Ok, here's a nasty one:

 0  linux-gate.so + 0x424
 1  firefox-bin!MOZ_Crash [Assertions.cpp : 79 + 0x6]
 2  firefox-bin!MOZ_Assert [Assertions.cpp : 88 + 0x4]
 3  libxul.so!js::ContextStack::pushDummyFrame [Stack.cpp : 843 + 0x1f]
 4  libxul.so!js::AutoCompartment::enter [jswrapper.cpp : 474 + 0x19]
 5  libxul.so!JS_TransplantObject [jsapi.cpp : 1580 + 0x4]
 6  libxul.so!nsGlobalWindow::SetNewDocument [nsGlobalWindow.cpp : 2087 + 0x1a]

I've already added UnmarkGray to all arguments to JS_TransplantObject.

What is happening, assuming I am interpreting things correctly: you are calling JS_TransplantObject(orig, target). That means you want to eat orig's brain with a spoon, then replace it with target. That means you also need to re-point any wrapper in any other compartment to the target object.

During that process, you find a wrapper[orig] in some random compartment. You create a new wrapper[target] in that same compartment, do a brain transplant with the original wrapper[orig], and replace wrapper[orig] in the crossCompartmentWrapperMap with wrapper[target].

Except that wrapper[orig]'s global object is gray, so before you get a chance to create wrapper[target] in this random compartment, you hit the assert.

So the question is, is the assert valid in this case? If the assert was not hit, the new wrapper would point to the same gray global, and that wrapper would point to the black target. So if the global can reach the wrapper, we have a problem. And I don't know of an existing way to unmark gray for an object and all wrappers that point to the object. Obviously, I could add one, but it seems pretty crazy. Though it's not surprising that object transplantation is a special case.

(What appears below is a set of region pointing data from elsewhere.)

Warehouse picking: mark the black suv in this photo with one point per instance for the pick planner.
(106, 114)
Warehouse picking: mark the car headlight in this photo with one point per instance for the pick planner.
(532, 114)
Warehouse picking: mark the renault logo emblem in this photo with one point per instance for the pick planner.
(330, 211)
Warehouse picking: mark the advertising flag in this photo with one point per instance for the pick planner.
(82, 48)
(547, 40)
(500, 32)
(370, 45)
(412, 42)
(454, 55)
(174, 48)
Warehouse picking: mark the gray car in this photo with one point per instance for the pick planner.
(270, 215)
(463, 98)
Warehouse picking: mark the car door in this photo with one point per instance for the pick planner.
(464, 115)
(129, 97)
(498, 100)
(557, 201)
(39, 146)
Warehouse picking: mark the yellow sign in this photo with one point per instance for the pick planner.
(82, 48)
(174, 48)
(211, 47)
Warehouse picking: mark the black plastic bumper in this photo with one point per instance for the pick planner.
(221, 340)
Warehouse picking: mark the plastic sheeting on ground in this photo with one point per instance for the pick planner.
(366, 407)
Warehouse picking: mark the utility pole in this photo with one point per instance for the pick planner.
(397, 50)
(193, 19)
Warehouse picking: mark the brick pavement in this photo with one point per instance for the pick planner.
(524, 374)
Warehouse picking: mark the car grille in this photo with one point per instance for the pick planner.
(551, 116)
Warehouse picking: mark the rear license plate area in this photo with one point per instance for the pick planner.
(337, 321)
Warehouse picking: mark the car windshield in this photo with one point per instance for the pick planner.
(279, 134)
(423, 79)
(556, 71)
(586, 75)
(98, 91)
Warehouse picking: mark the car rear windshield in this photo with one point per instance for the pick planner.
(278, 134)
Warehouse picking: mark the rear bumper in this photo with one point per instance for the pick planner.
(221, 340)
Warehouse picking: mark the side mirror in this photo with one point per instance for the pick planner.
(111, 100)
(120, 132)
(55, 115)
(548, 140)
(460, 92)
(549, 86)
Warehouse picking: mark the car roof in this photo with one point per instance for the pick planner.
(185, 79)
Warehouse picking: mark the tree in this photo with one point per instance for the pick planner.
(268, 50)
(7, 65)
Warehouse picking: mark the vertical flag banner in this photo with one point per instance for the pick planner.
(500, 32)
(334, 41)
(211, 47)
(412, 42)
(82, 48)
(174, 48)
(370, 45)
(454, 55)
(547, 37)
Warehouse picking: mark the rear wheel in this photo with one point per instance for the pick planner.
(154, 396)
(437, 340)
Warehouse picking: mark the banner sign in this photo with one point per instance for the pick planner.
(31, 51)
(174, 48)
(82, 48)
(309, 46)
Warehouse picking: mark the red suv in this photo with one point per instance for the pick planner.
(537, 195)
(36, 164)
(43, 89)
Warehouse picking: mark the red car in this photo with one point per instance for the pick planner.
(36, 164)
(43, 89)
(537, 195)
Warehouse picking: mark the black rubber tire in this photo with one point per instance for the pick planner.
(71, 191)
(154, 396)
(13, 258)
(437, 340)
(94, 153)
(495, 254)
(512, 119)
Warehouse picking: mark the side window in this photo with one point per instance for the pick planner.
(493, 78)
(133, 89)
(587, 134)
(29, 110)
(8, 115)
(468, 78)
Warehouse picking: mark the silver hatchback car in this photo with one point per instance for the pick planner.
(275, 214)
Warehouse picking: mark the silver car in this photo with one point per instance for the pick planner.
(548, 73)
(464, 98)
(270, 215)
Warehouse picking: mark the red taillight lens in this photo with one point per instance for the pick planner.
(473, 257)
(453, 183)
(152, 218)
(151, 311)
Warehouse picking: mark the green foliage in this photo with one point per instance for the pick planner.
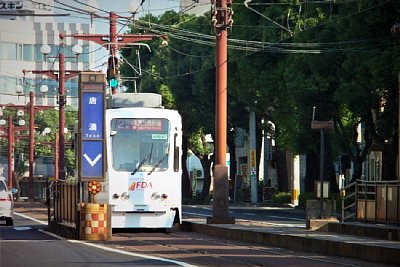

Does my analysis sound correct?
(In reply to Steve Fink [:sfink] from comment #18)
> Does my analysis sound correct?

Answer: no, it does not.

Well, I still think it's fine up until "if the global can reach the wrapper, we have a problem". That's not a problem; that's just a gray->black edge (or perhaps gray->white->black, but whatever.)

Assume the global is gray. Then before the transplant operation, the wrapper could not have been black, because the wrapper points to its global (via parent links) and we (theoretically) don't have black->gray edges. The transplant operation creates a new wrapper, which is white and therefore contains a scary but temporary white->gray edge, then it transplants the new wrapper's guts into the old wrapper and sanity is restored -- well, other than having a white zombie wrapper lying around with a pointer to a gray global. But that's actually a good thing, because it serves as a cool band name. Except you'd probably want to spell it White Zombie Rappers.

Anyway, nothing should be able to reach that white zombie wrapper, so it seems like the assertion is just noise. It does technically violate the invariant, though, so it would be nice if we could explicitly erase (exorcise?) the white zombie wrapper.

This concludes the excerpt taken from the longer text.